Publicado em 06 janeiro 2016

Por Michele Marques

Pesquisadores estão usando células-tronco e animais, como camundongos e macacos, para tentar entender como o vírus Zika afeta as células nervosas do cérebro humano. Os experimentos estão sendo feitos por uma rede de estudiosos, com financiamento da Fundação de Amparo à Pesquisa do Estado de São Paulo (Fapesp).

A coordenação é do professor Paolo Marinho de Andrade Zanotto, do Instituto de Ciências Biomédicas (ICB) da Universidade de São Paulo (USP), Paolo Marinho de Andrade Zanotto. “Tentamos entender o que está acontecendo no cérebro. Estamos usando modelos com camundongos e um modelo humano de microencéfalo, que são células-tronco modificadas, reprogramadas em laboratório, em uma condição onde elas se desenvolvem tridimensionalmente em uma estrutura parecida com um microencéfalo”, disse o professor.

As estruturas feitas a partir das células-tronco são infectadas pelo vírus Zika e, então, analisadas. Nos experimentos também estão sendo infectadas células de origem nervosa de insetos e de macacos. “Estamos começando a analisar o que que o vírus faz.”

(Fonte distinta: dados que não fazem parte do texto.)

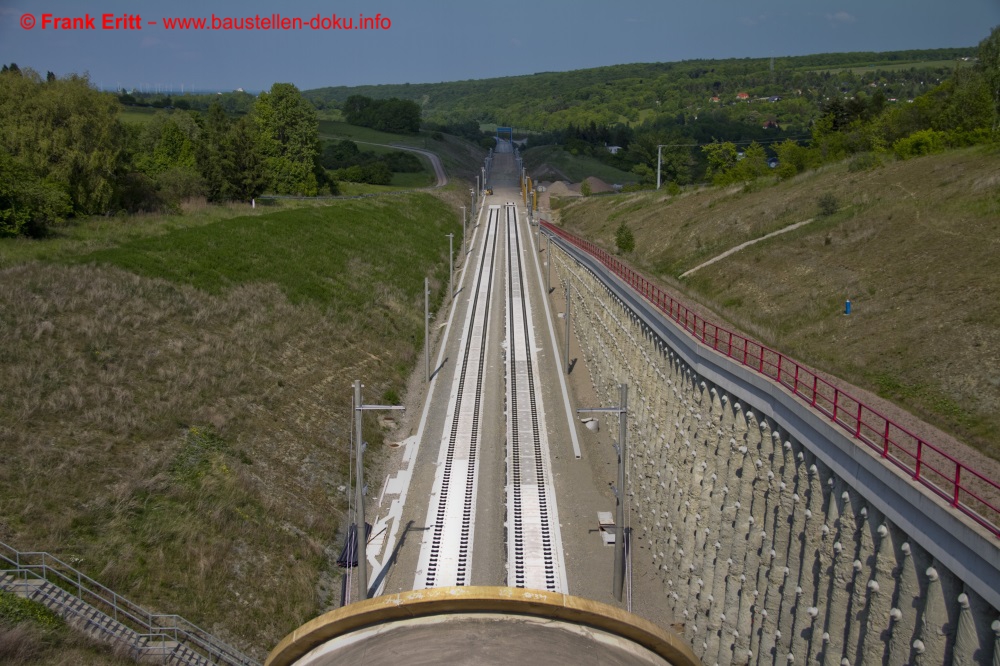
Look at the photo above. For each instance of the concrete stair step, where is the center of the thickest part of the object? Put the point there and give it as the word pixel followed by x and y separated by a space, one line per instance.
pixel 99 625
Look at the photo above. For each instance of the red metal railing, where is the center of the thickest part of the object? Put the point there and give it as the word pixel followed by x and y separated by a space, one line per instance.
pixel 962 487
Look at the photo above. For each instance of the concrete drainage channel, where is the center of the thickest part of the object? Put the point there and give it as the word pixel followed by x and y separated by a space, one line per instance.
pixel 776 537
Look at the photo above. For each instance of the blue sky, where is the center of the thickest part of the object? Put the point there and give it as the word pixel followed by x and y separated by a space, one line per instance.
pixel 448 40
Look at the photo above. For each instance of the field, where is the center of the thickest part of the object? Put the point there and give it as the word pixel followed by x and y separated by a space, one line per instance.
pixel 459 157
pixel 554 163
pixel 912 244
pixel 890 67
pixel 175 396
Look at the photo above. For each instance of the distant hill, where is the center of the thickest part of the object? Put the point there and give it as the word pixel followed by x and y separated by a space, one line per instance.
pixel 632 93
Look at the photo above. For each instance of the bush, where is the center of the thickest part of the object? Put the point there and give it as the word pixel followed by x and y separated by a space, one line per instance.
pixel 828 204
pixel 624 238
pixel 864 162
pixel 920 143
pixel 14 610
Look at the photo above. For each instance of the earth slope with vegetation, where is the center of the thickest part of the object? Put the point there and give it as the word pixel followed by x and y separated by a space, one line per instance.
pixel 912 244
pixel 175 398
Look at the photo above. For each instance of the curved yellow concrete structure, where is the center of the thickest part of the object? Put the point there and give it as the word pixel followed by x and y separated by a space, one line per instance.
pixel 480 625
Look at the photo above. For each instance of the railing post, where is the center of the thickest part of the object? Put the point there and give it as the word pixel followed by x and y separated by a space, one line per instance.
pixel 958 480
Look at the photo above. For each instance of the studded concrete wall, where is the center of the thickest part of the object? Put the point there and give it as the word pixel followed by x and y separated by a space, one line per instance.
pixel 766 556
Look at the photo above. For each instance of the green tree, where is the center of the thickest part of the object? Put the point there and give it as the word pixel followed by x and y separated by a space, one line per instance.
pixel 989 64
pixel 246 174
pixel 624 238
pixel 27 204
pixel 210 154
pixel 65 132
pixel 722 158
pixel 288 138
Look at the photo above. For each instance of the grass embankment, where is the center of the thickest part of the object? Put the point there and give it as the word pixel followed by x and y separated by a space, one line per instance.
pixel 460 158
pixel 913 245
pixel 555 163
pixel 174 405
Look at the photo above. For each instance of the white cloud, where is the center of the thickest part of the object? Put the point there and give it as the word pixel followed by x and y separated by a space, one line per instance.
pixel 753 20
pixel 841 17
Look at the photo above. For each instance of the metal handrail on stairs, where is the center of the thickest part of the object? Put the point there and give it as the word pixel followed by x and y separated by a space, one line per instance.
pixel 27 567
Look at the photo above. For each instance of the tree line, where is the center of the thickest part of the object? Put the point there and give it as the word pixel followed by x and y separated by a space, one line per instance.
pixel 963 110
pixel 65 151
pixel 394 115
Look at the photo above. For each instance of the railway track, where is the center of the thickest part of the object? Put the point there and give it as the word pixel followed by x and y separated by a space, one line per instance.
pixel 534 546
pixel 534 556
pixel 446 551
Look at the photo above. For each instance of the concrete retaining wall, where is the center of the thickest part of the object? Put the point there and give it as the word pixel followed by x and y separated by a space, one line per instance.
pixel 776 538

Dados divulgados ontem (5) pelo Ministério da Saúde mostram que já foram notificados 3.174 casos suspeitos de microcefalia relacionada ao vírus Zika em recém-nascidos. Pela primeira vez, está sendo investigado um caso no estado do Amazonas. As notificações estão distribuídas em 684 municípios de 21 unidades da federação. Também estão em investigação 38 óbitos de bebês com microcefalia, possivelmente relacionados ao vírus Zika.

Uma pequena parte dos laboratórios brasileiros já é capaz de fazer testes de detecção do Zika a partir do DNA, mas o processo é complexo e demorado, e não há escala para atender a atual demanda. O desenvolvimento de testes rápidos e simplificados, que possam ser aplicados em grande escala, também está sendo feito pela equipe coordenada por Zanotto.

O pesquisador disse que a meta é ter alguma coisa pronta antes de um eventual surto em São Paulo. De acordo com Zanotto, existe a possibilidade de isso ocorer de forma mais intensa no final do verão. “No entanto, não há garantia de que o teste rápido fique pronto até o fim da estação. Espero que sim, pode ser até antes, pode ser depois. Isso não é como fazer bolo, que tem uma receita pronta”, afirmou.